Europe Fastest-Warming Continent: 0.56C Per Decade, 2025 Report Finds
Europe is the fastest-warming continent, heating at 0.56C per decade, double the global average, according to the 2025 European State of the Climate Report. The continent experienced record temperatures, widespread droughts, glacier melt, and marine heatwaves. Renewables supplied nearly half of Europe’s electricity, showing progress in mitigation efforts.
Europe is warming at 0.56C per decade over the past 30 years, more than twice the global average of 0.27C, making it the fastest-warming continent, according to the European State of the Climate Report for 2025, jointly published by ECMWF and the World Meteorological Organisation. Only the Arctic warms faster at 0.75C per decade.
In 2025, at least 95% of Europe experienced above-average temperatures, with northern countries recording their warmest or second-warmest year. A three-week heatwave saw temperatures exceed 30C in sub-Arctic Fennoscandia, and Europe had its second most severe heatwave on record. This rapid warming is attributed to atmospheric circulation shifts, increased solar radiation, cleaner air, shrinking snow cover, and Europe's geography near the Arctic.
Glaciers across Europe lost mass, with Iceland severely affected. Snow cover was 31% below average in March, and the Greenland Ice Sheet lost 139 billion tonnes of ice. European annual sea surface temperatures reached record highs, and 86% of European seas experienced strong marine heatwaves. The Mediterranean's Posidonia Oceanica seagrass declined by 34% over 50 years.

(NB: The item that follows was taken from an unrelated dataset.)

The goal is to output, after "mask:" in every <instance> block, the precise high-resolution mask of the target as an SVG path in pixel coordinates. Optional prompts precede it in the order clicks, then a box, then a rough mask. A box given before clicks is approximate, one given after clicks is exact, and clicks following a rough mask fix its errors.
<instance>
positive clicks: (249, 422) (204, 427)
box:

2025 was one of the three driest years for soil moisture since 1992, with 35% of Europe in extreme agricultural drought in May. 70% of European rivers had below-average annual flows. Wildfires burned over one million hectares, a record, with severe outbreaks in the Iberian Peninsula and record emissions in several countries. Positively, renewables supplied 46.4% of Europe’s electricity in 2025, with solar reaching a record 12.5% share, while fossil fuels continued to decline.